Researchers have recently created an artificially intelligent diagnosis algorithm by programming a GPU to act as a neural network. By applying “deep learning” using the GPU, the team trained the neural network to identify and differentiate between malignant and benign skin lesions. The study’s result showed the algorithm to be as reliable as a human dermatologist is at detecting skin cancer, albeit with the potential to provide diagnoses at much greater speed and at lower cost. With 5.4 million new cases of skin cancer in the US every year, early detection can have an enormous impact on outcomes.
Machine intelligence is also already being used to predict the future health of individuals and populations by analyzing clinical and non-clinical data to identify high-risk patients before disaster strikes.

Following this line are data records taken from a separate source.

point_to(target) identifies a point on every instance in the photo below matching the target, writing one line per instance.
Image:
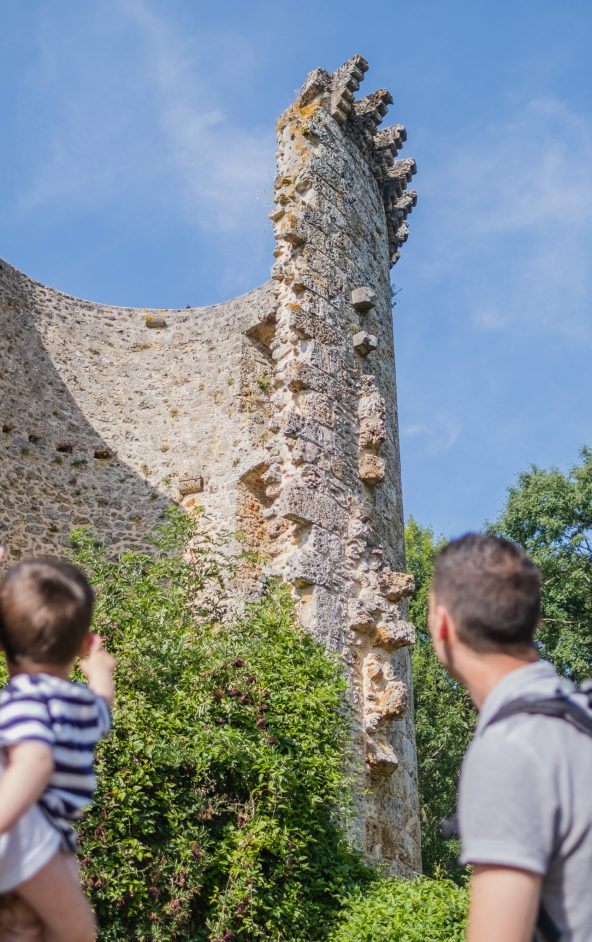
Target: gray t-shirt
(525, 799)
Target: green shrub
(222, 790)
(395, 910)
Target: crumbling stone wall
(275, 411)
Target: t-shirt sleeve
(507, 805)
(25, 718)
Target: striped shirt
(71, 719)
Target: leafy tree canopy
(550, 514)
(444, 716)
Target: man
(525, 795)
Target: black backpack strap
(558, 706)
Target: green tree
(550, 514)
(223, 790)
(445, 717)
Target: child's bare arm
(55, 895)
(29, 769)
(97, 665)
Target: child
(49, 727)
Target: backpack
(565, 706)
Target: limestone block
(372, 417)
(322, 357)
(316, 83)
(307, 427)
(371, 468)
(299, 375)
(365, 343)
(310, 568)
(303, 451)
(395, 585)
(190, 483)
(392, 138)
(152, 320)
(381, 757)
(361, 617)
(305, 506)
(394, 633)
(393, 700)
(310, 327)
(363, 299)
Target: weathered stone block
(154, 321)
(363, 299)
(190, 483)
(395, 585)
(371, 468)
(394, 634)
(364, 343)
(306, 507)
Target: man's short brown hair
(491, 589)
(45, 611)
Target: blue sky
(137, 169)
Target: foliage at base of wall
(549, 513)
(222, 788)
(394, 910)
(222, 811)
(444, 717)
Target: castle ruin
(276, 412)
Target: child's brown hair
(45, 611)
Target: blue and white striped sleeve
(23, 719)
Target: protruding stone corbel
(190, 483)
(390, 139)
(364, 343)
(364, 299)
(155, 322)
(370, 111)
(346, 81)
(371, 468)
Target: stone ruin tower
(275, 411)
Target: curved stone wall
(275, 411)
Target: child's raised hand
(98, 665)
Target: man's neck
(481, 672)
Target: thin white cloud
(224, 169)
(131, 108)
(510, 222)
(437, 436)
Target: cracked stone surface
(276, 412)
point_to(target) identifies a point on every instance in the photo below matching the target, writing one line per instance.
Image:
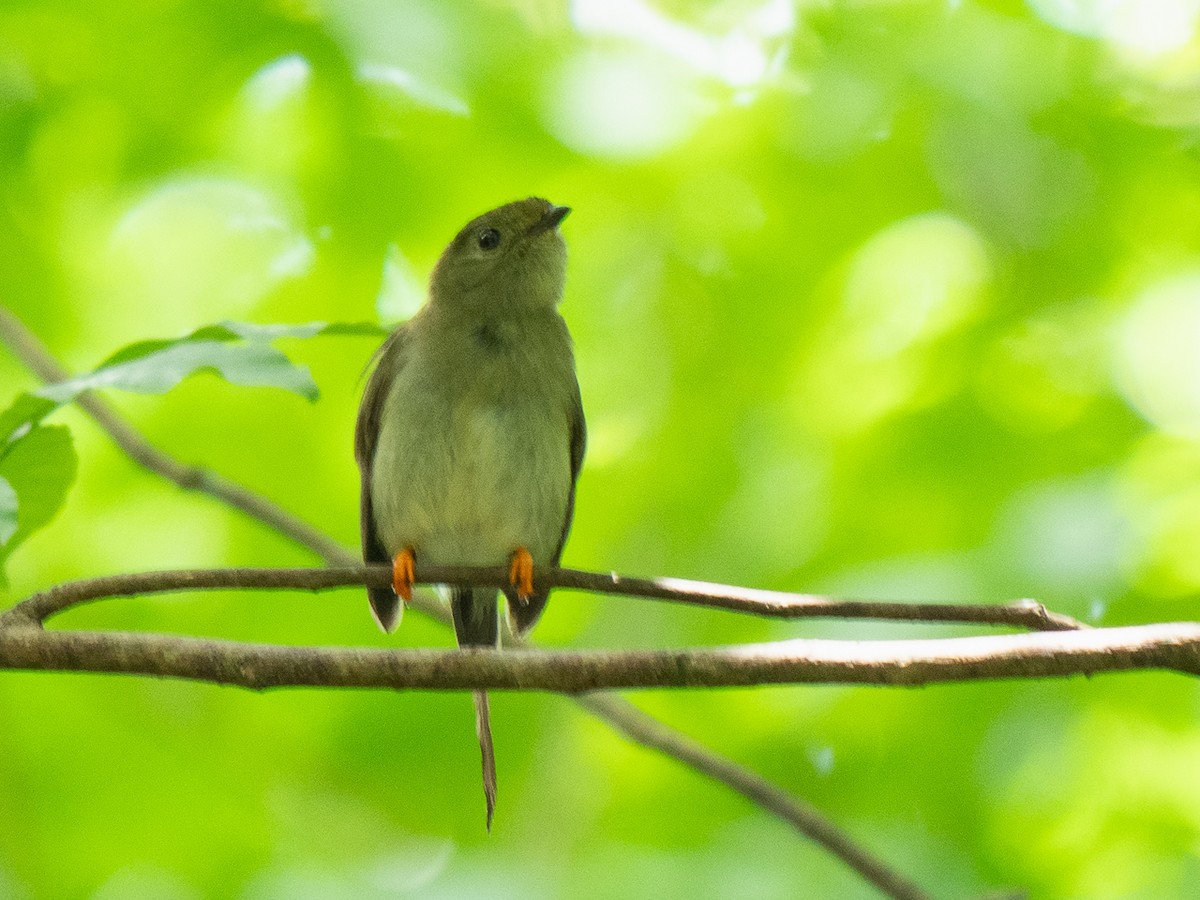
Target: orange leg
(402, 574)
(521, 574)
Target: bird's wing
(389, 358)
(526, 613)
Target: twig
(1023, 613)
(804, 817)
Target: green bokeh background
(892, 300)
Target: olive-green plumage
(471, 435)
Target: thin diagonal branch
(723, 597)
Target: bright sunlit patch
(621, 106)
(1147, 28)
(741, 57)
(1157, 354)
(906, 288)
(916, 280)
(405, 83)
(277, 82)
(401, 291)
(209, 246)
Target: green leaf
(238, 352)
(7, 511)
(250, 364)
(37, 463)
(37, 471)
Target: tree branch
(648, 731)
(1174, 646)
(1021, 613)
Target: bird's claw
(521, 574)
(402, 574)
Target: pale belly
(467, 484)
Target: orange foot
(402, 574)
(521, 574)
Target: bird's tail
(477, 624)
(484, 730)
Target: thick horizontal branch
(1023, 613)
(1175, 646)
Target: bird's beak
(553, 216)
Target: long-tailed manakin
(471, 433)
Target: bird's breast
(472, 462)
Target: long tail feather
(477, 624)
(484, 730)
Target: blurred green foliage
(887, 299)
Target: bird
(471, 433)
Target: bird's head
(513, 255)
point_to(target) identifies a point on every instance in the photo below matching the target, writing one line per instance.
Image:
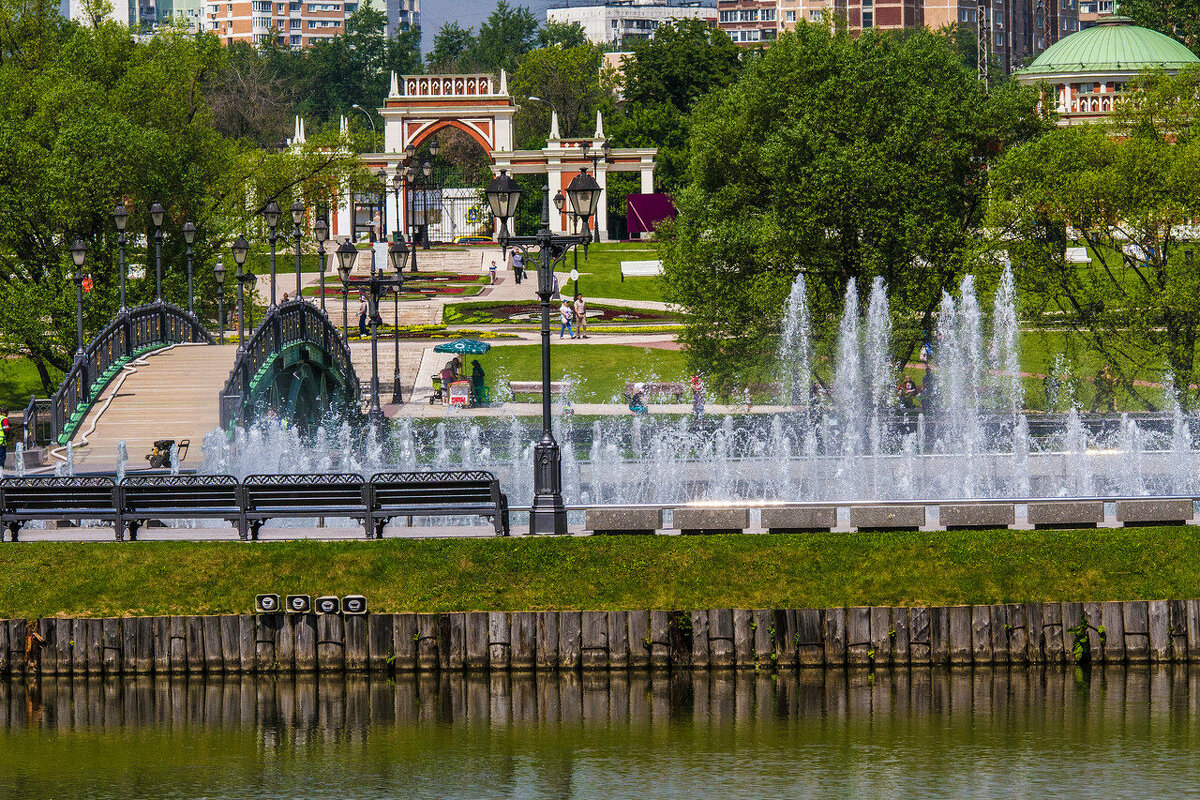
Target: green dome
(1113, 44)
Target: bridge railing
(295, 322)
(132, 332)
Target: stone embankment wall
(721, 638)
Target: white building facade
(613, 22)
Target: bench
(273, 497)
(652, 390)
(438, 494)
(641, 269)
(24, 499)
(534, 386)
(179, 497)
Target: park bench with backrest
(144, 498)
(652, 390)
(640, 269)
(277, 497)
(534, 386)
(438, 494)
(51, 499)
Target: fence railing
(295, 322)
(131, 334)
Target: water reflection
(977, 733)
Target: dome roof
(1113, 44)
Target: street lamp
(121, 217)
(271, 216)
(240, 250)
(346, 256)
(190, 238)
(78, 254)
(321, 230)
(297, 218)
(411, 184)
(549, 515)
(156, 212)
(219, 274)
(397, 254)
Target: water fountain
(970, 439)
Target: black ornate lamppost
(156, 214)
(219, 274)
(78, 254)
(346, 256)
(321, 230)
(297, 218)
(271, 216)
(411, 185)
(376, 286)
(240, 250)
(189, 239)
(595, 155)
(549, 515)
(121, 217)
(397, 253)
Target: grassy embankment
(742, 571)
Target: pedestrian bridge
(155, 374)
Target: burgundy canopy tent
(645, 211)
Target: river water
(921, 733)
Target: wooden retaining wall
(720, 638)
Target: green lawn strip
(18, 380)
(741, 571)
(599, 371)
(600, 272)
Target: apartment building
(1017, 30)
(295, 23)
(617, 20)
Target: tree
(844, 157)
(451, 46)
(663, 80)
(90, 118)
(1128, 190)
(508, 34)
(1176, 18)
(567, 79)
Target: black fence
(295, 322)
(131, 334)
(247, 504)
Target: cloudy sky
(467, 13)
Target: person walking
(567, 314)
(4, 437)
(581, 323)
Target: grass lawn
(18, 380)
(600, 274)
(672, 572)
(600, 371)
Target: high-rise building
(613, 22)
(297, 23)
(1014, 31)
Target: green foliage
(846, 157)
(1176, 18)
(1128, 191)
(664, 78)
(90, 118)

Greater adoption of these technologies can also lead to better patient outcomes and reduce waste in the healthcare system by addressing issues in over-treatment and care delivery.
As these services become more widely available in the future, it’s projected that deep learning will provide greater accuracy, faster analysis and ultimately lower healthcare costs.

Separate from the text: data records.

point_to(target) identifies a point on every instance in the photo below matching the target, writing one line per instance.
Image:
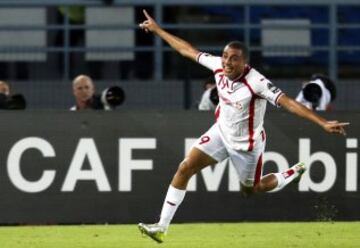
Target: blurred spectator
(317, 93)
(85, 97)
(8, 101)
(209, 98)
(4, 88)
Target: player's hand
(336, 127)
(149, 24)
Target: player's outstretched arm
(180, 45)
(294, 107)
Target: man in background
(85, 97)
(8, 101)
(317, 93)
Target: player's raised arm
(180, 45)
(294, 107)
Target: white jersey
(242, 103)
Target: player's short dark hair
(241, 46)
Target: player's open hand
(336, 127)
(149, 24)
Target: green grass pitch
(307, 234)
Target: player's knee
(185, 169)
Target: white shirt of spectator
(324, 100)
(242, 103)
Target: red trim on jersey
(251, 116)
(258, 171)
(263, 135)
(277, 98)
(218, 70)
(217, 112)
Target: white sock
(173, 199)
(286, 177)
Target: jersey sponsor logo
(204, 139)
(238, 105)
(273, 88)
(223, 82)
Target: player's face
(233, 62)
(83, 90)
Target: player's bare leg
(193, 163)
(276, 180)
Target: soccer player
(238, 133)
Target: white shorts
(248, 165)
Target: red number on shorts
(204, 139)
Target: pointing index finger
(146, 14)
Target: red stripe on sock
(170, 203)
(288, 173)
(258, 170)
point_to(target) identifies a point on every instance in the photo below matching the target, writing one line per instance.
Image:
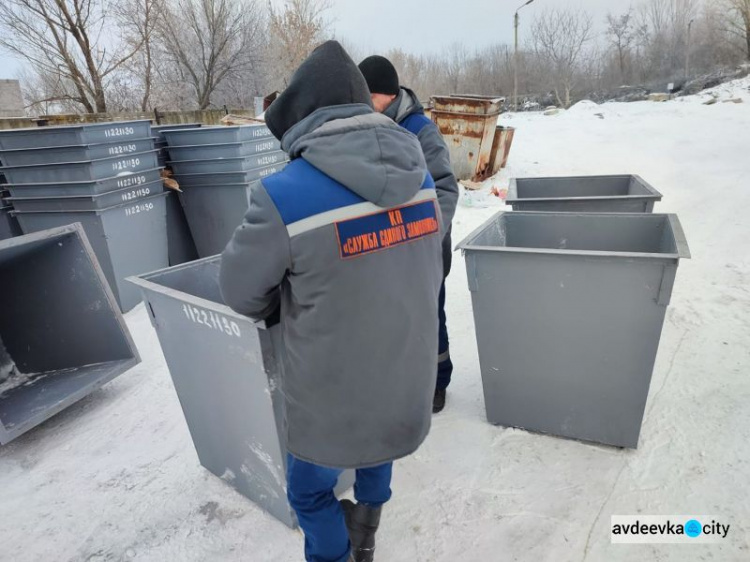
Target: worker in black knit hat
(322, 242)
(401, 105)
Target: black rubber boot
(362, 522)
(438, 401)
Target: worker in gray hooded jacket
(346, 241)
(401, 105)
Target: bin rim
(47, 129)
(85, 145)
(683, 251)
(219, 185)
(89, 182)
(90, 196)
(81, 162)
(144, 282)
(94, 211)
(225, 159)
(187, 130)
(77, 228)
(653, 194)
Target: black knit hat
(327, 77)
(381, 75)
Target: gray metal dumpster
(596, 194)
(228, 178)
(86, 171)
(78, 153)
(226, 165)
(46, 137)
(8, 225)
(468, 125)
(61, 334)
(86, 188)
(128, 239)
(226, 150)
(217, 135)
(180, 243)
(568, 310)
(213, 213)
(225, 370)
(86, 202)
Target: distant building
(11, 100)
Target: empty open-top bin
(596, 194)
(225, 369)
(61, 333)
(568, 310)
(129, 238)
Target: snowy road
(116, 478)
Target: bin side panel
(216, 364)
(213, 214)
(56, 314)
(181, 246)
(612, 205)
(567, 345)
(137, 241)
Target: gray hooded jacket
(337, 240)
(438, 161)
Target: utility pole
(515, 57)
(687, 49)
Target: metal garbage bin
(225, 370)
(225, 165)
(214, 211)
(86, 188)
(468, 125)
(83, 171)
(568, 310)
(180, 243)
(92, 133)
(128, 239)
(596, 194)
(501, 148)
(61, 333)
(217, 135)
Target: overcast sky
(424, 26)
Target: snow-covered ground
(116, 477)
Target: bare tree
(738, 22)
(621, 36)
(140, 21)
(71, 41)
(559, 38)
(295, 30)
(205, 42)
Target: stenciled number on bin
(211, 320)
(131, 181)
(125, 164)
(264, 146)
(142, 208)
(122, 149)
(136, 194)
(119, 132)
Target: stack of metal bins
(180, 240)
(105, 176)
(215, 167)
(8, 223)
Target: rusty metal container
(468, 125)
(501, 148)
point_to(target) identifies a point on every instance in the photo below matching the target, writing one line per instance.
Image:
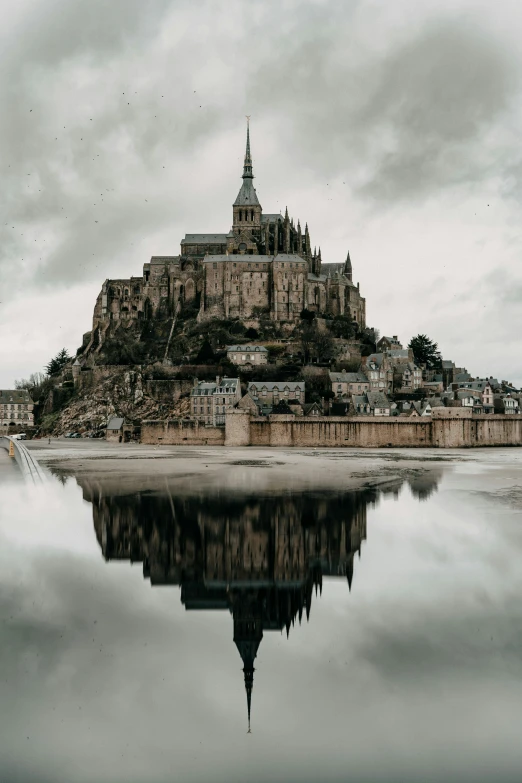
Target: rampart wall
(243, 429)
(181, 433)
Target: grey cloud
(401, 124)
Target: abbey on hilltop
(263, 266)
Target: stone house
(361, 405)
(209, 401)
(387, 343)
(114, 431)
(399, 356)
(344, 384)
(379, 371)
(16, 409)
(506, 404)
(379, 403)
(371, 404)
(432, 387)
(313, 409)
(248, 403)
(269, 393)
(244, 355)
(410, 376)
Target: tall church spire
(247, 166)
(247, 195)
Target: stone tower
(246, 226)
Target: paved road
(9, 470)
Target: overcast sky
(393, 129)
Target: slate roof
(160, 260)
(460, 394)
(310, 406)
(228, 385)
(348, 377)
(247, 348)
(377, 400)
(203, 389)
(17, 396)
(115, 423)
(271, 217)
(247, 195)
(398, 353)
(375, 358)
(291, 386)
(203, 239)
(283, 407)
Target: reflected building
(259, 557)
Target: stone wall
(167, 391)
(243, 429)
(181, 433)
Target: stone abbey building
(263, 267)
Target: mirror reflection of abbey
(262, 558)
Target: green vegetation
(425, 352)
(56, 365)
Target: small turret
(348, 267)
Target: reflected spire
(249, 684)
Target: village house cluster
(16, 410)
(388, 383)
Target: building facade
(270, 393)
(263, 266)
(343, 384)
(16, 409)
(244, 355)
(209, 401)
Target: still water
(229, 635)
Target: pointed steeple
(348, 266)
(248, 632)
(249, 684)
(247, 195)
(247, 166)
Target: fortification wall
(242, 429)
(181, 433)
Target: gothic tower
(247, 209)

Supporting research and discovery
Machine intelligence is also forging a new path where traditional approaches to research haven’t been successful.
Historically, the cost of developing new treatments for rare diseases has been gargantuan and often prohibitive. The number of patients living with a single rare disease is small which makes it difficult to find participants for expensive clinical trials and for pharmaceutical companies to recoup costs once a drug goes to market. Machine intelligence can lower the time-to-market and cost barriers for medical research, thereby spurring progress in cases where there are limited financial incentives for pharmaceutical companies.

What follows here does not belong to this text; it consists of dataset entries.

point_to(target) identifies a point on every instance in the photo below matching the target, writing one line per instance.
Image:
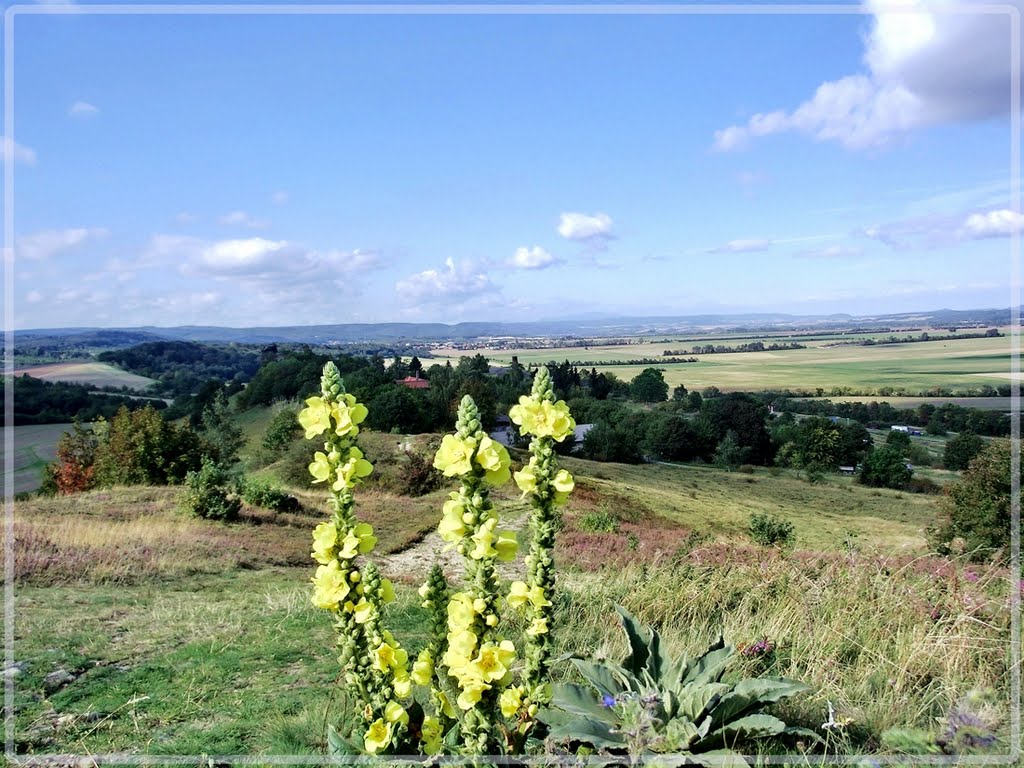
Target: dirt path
(414, 564)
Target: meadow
(139, 629)
(35, 446)
(918, 367)
(96, 374)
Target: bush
(418, 476)
(769, 530)
(207, 494)
(262, 494)
(977, 507)
(598, 521)
(885, 468)
(962, 450)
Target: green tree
(885, 468)
(223, 437)
(962, 450)
(649, 386)
(898, 440)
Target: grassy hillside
(180, 636)
(97, 374)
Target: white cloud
(742, 246)
(586, 227)
(832, 252)
(83, 110)
(453, 285)
(946, 229)
(260, 262)
(998, 223)
(927, 64)
(241, 218)
(20, 153)
(49, 243)
(531, 258)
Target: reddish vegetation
(632, 543)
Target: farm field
(97, 374)
(35, 446)
(914, 367)
(187, 637)
(985, 403)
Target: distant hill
(583, 327)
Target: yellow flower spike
(431, 731)
(484, 539)
(423, 670)
(347, 415)
(361, 611)
(325, 539)
(471, 694)
(316, 418)
(510, 700)
(377, 736)
(539, 627)
(563, 485)
(445, 705)
(518, 594)
(493, 662)
(352, 470)
(453, 527)
(460, 610)
(525, 478)
(538, 598)
(321, 467)
(330, 586)
(455, 456)
(402, 686)
(395, 713)
(383, 657)
(506, 546)
(462, 645)
(494, 458)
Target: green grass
(96, 374)
(914, 368)
(192, 637)
(35, 446)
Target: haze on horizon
(309, 170)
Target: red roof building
(414, 382)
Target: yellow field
(913, 368)
(96, 374)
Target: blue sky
(296, 169)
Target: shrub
(977, 506)
(282, 431)
(262, 494)
(207, 494)
(962, 450)
(769, 530)
(598, 521)
(419, 476)
(885, 468)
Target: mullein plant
(474, 706)
(547, 487)
(375, 667)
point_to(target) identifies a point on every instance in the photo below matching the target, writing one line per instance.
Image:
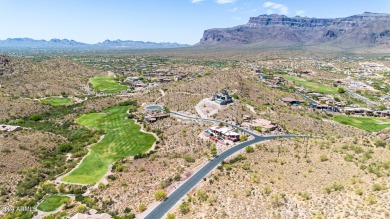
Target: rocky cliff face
(367, 29)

Pioneering companies are already realizing the potential of this technology, combining biological science with deep learning to discover new treatments for rare genetic diseases typically without lengthy and expensive research into new medications. The data generated from these applications over time can also become a resource for additional software to mine, and help explain why certain drugs work or suggest the most promising avenues to explore.
Unlocking healthcare breakthroughs for all
It’s no accident that researchers have relied heavily on open source initiatives to support their discoveries, and the trend towards open ecosystems only continues to build momentum. Using free, widely available internet images and open data platforms, researchers can engage in industry-wide collaboration to improve patient outcomes through artificial intelligence.
Why open source? Open source platforms offer feature-rich software created by a community of purpose-driven developers. Software portability between hardware vendors avoids hardware lock-in while still extracting the optimal performance. Business, academic and government organizations shouldn’t be chained to a single-vendor solution.
Open platforms, like the Radeon Open Compute Platform (ROCm), are vital to improve the access to math libraries, and provide a rich foundation of modern programming languages, which can speed up the development of high-performance, energy-efficient heterogeneous computing systems. And flexible, programmable compute-oriented GPU hardware such as Radeon Instinct accelerators will provide more choice in a market that was once locked to limited vendors.
As we continue our journey in the machine intelligence era, new GPU accelerators combined with optimized, open source deep learning frameworks will help solve some of healthcare’s most pressing challenges. We’re just at the beginning of this fantastic voyage, but are already witnessing the promise of how machine intelligence can help form a healthier world than ever.